Despite the pushback, Parson still invited Krewson and other mayors to his State of the State address on Jan. 15, where he advocated “strengthening our laws to target violent criminals” without mentioning specifics.
The governor and lawmakers also have been at odds over one of the biggest chores awaiting them — crafting the state’s $30.9 billion spending plan.
Unlike other years when the House, Senate and governor’s office agree on a foundation level to start building the annual budget, the House rejected Parson’s estimate of revenue coming into state coffers as too high.
The disagreement means he is starting out with a different spending floor than the House when it comes to piecing together the blueprint.
Parson has faced opposition before and gotten his way.
Last year, with the clock ticking down on the legislative session, opponents of giving General Motors state tax dollars to expand its truck plant in Wentzville used their filibuster powers to delay action in the upper chamber.

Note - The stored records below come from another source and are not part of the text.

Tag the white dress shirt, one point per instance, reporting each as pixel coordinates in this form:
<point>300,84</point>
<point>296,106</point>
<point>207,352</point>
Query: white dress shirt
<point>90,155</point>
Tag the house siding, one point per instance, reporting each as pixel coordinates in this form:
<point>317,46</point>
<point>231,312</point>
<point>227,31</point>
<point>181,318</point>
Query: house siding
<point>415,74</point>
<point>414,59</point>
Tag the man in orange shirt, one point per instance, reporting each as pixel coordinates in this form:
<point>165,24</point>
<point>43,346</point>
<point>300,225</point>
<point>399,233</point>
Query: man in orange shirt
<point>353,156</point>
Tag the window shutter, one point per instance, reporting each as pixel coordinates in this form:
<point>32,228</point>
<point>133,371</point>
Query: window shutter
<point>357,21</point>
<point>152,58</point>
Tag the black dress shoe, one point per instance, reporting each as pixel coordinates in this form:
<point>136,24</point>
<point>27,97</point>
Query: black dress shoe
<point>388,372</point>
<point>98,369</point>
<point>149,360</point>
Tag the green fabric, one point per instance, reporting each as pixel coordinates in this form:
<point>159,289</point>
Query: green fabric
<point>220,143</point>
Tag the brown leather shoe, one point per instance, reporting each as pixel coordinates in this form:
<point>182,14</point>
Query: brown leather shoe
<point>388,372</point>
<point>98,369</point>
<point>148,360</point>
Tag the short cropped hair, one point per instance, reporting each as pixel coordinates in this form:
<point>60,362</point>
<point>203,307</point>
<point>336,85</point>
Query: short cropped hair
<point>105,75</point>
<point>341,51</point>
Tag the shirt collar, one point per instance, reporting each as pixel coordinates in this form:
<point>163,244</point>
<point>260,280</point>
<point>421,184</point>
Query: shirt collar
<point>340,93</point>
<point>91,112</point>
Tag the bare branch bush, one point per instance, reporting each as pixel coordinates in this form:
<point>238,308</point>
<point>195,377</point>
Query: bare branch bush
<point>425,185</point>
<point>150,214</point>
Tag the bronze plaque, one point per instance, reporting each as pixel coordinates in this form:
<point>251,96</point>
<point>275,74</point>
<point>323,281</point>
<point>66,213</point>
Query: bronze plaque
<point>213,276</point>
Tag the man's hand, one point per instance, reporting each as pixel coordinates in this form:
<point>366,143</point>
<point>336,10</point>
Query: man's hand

Sen. Bill Eigel, R-Weldon Spring, used stalling tactics to chew up hours of valuable debate time as he outlined why he was trying to block the $50 million-plus incentive package.
Eigel said giving companies subsidies is a “path to tyranny,” because it allows government to pick winners and losers.
He eventually handed over filibuster duties to Sen. Andrew Koenig, R-Manchester, who called parts of Parson’s GM package a “disgrace.”
“It is a complete waste of Missouri tax dollars,” Koenig said.
In the end, the opponents ended their filibuster and, in December, Parson was on hand when GM announced it would make a $1.5 billion investment in the factory and retain a minimum of 2,000 of the 4,000 hourly workers.
“Right now, we’re going to keep working as a united front and keeping moving forward,” Parson said after speaking to a group of transportation planners gathered in Jefferson City. “We just need to stay focused on what’s best for the state of Missouri.”